Rep. McCarthy Working to Help Stay-at-Home Spouses Gain Financial Stability Through Fair Access to Credit

Press Release

Date: June 6, 2012
Location: Washington, DC

Rep. Carolyn McCarthy (D-NY4), a member of the Financial Services Committee and the first and only woman to ever represent a part of Long Island in Congress, went to bat for stay-at-home spouses at a hearing about an unfair banking practice in Washington today.

"Like the Paycheck Fairness Act, this is simply a matter fundamental economic fairness that Congress can and should do something about," Rep. McCarthy said after the hearing. "A small tweak of the law could help countless stay-at-home spouses, including military spouses, gain the credit access that they rightfully deserve."

The hearing sought to shed light on a practice under the recent CARD Act in which banks would deny credit to stay-at-home spouses because the banks would not recognize household income, which in reality is often shared between spouses along with expenses.

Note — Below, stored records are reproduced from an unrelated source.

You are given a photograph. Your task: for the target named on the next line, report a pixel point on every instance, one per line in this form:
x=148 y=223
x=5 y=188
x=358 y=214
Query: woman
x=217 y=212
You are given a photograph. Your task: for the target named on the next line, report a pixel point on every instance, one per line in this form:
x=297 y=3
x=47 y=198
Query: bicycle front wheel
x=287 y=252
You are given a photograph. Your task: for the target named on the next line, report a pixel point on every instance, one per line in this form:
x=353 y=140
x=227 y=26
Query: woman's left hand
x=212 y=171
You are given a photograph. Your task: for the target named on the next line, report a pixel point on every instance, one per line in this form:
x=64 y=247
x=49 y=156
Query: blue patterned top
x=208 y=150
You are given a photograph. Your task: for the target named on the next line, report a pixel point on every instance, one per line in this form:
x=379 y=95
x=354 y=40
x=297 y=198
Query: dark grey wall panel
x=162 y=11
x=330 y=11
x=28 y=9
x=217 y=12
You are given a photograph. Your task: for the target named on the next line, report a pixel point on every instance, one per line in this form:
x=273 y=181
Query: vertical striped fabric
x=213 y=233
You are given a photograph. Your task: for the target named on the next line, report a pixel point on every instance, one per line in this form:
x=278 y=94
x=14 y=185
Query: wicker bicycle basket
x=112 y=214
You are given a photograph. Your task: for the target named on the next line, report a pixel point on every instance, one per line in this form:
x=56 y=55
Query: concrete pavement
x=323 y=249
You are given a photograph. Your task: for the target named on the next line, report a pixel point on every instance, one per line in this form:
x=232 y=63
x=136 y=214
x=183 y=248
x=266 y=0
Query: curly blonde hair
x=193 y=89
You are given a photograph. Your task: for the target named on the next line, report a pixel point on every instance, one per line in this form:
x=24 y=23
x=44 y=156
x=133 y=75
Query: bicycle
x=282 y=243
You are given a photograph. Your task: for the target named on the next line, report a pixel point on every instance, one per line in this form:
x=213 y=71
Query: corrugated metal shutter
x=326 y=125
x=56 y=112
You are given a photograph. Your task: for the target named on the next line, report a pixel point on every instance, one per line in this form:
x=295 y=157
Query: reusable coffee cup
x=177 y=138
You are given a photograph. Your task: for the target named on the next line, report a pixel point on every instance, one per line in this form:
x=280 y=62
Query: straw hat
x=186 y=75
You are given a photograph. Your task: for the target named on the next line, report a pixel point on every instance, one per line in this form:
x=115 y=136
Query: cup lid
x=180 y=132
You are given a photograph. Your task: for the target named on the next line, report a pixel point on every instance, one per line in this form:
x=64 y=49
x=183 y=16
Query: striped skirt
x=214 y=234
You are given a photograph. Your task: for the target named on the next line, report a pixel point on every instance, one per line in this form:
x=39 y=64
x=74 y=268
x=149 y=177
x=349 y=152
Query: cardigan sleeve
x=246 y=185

Ashley Boyd, campaign director for MomsRising, a nonprofit, nonpartisan advocacy organization dedicated to ensuring and protecting family economic security, echoed Rep. McCarthy's concerns at the hearing: "Requiring a credit card company to consider individual, rather than household income in all cases, may unfairly and unreasonably impact stay-at-home parents who often have contributed to the sound management of their households' finances."

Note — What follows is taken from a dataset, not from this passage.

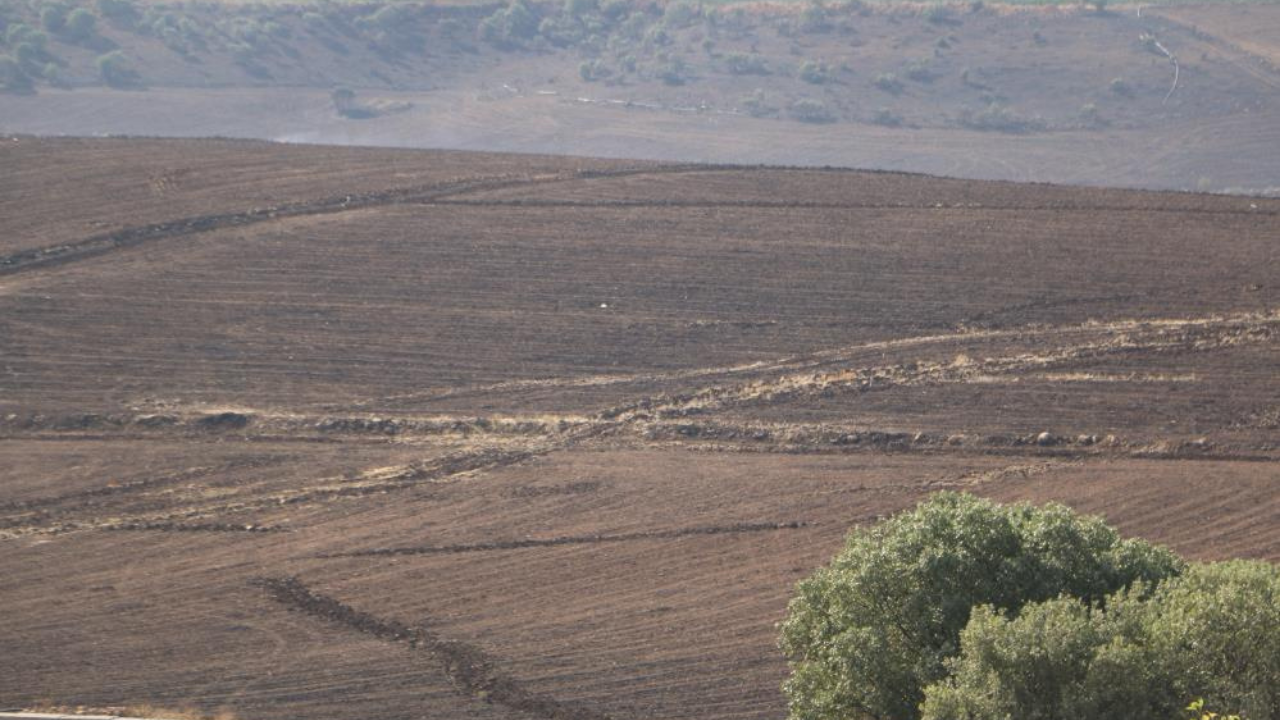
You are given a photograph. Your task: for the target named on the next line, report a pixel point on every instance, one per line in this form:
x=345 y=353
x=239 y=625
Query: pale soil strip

Rep. McCarthy put added emphasis on military spouses at the hearing, asking Gail Hillebrand of the Consumer Financial Protection Bureau to look specifically at how this "ability to pay" provision in granting credit has impacted the military community, which is "at an extreme disadvantage if one spouse is deployed, and not able to fill out the credit form on behalf of a stay-at-home spouse."

Rep. McCarthy also asked regulators to look for ways to protect divorced, widowed or abused spouses, for whom access to credit is complicated by the lack of a current, living or cooperative spouse.

Finally, Rep. McCarthy noted the necessity of establishing a credit history for basic life transactions like renting or buying a home, buying a car and setting up utilities, and that "the ability-to-pay provision in the Federal Reserve's rule doesn't [help] someone's ability to establish credit, as credit history can be built by being an "authorized user' on a joint account.